After creating the Lambda Layer, you need to attach it to your Lambda function:

  1. Open your existing Lambda function or create a new one.

  2. Scroll down to the "Layers" section within your Lambda function configuration.

  3. Click "Add a layer" and select the layer you created (e.g., "DynamoDBTableObjectLayer").

  4. Choose the appropriate version of the layer.

  5. Click "Add" to attach the layer to your Lambda function.

CRUD Operations with DynamoDB from AWS Lambda

Now that we have our DynamoDB table object creation code neatly encapsulated in a Lambda Layer, let's see how it simplifies our individual CRUD operations.

create_item.py

from dynamodb_layer import create_object  # Import from your Lambda Layer

def create(item):
    players_table = create_object('players')  # Creating DynamoDB table object
    players_table.put_item(Item=item)
    return True

Here, we import the create_object function from the Lambda Layer to obtain the DynamoDB table object (players_table). This shared table object ensures consistency in accessing our DynamoDB resources during item creation.

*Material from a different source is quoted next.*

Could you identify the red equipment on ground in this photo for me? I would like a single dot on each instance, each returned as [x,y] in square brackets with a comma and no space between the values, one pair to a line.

Similarly, the get,update and delete function benefits from the shared DynamoDB table object (players_table) obtained from the Lambda Layer.

get_item.py

from dynamodb_layer import create_object  # Import from your Lambda Layer

def get(key, value):
    players_table = create_object('players')  # Creating DynamoDB table object
    return players_table.get_item(Key={key: value})

update_item.py

from dynamodb_layer import create_object # Import from your Lambda Layer

def update(query):
    players_table = create_object('players')  # Creating DynamoDB table object
    players_table.update_item(
        Key=query['key'],
        UpdateExpression=query['update_expression'],
        ExpressionAttributeValues=query['attribute_values']
    )
    return True

delete_item.py

from dynamodb_layer import create_object # Import from your Lambda Layer

def delete(key, value):
    players_table = create_object('players')  # Creating DynamoDB table object
    players_table.delete_item(Key={key: value})
    return True

Conclusion

In this exploration of serverless CRUD operations with AWS Lambda, DynamoDB, and the magic touch of Lambda Layers, we've uncovered a streamlined approach to building efficient and maintainable serverless applications. Let's recap the key takeaways:

  • Lambda Layers for Code Reusability: Unleashing a powerful tool, Lambda Layers act as a tool for encapsulating and sharing code.

  • Centralized Code Management: Maintaining a standardized approach, functions access shared resources without compromising on consistency.

  • Efficient Maintenance and Updates: Lambda Layers simplify code maintenance and updates.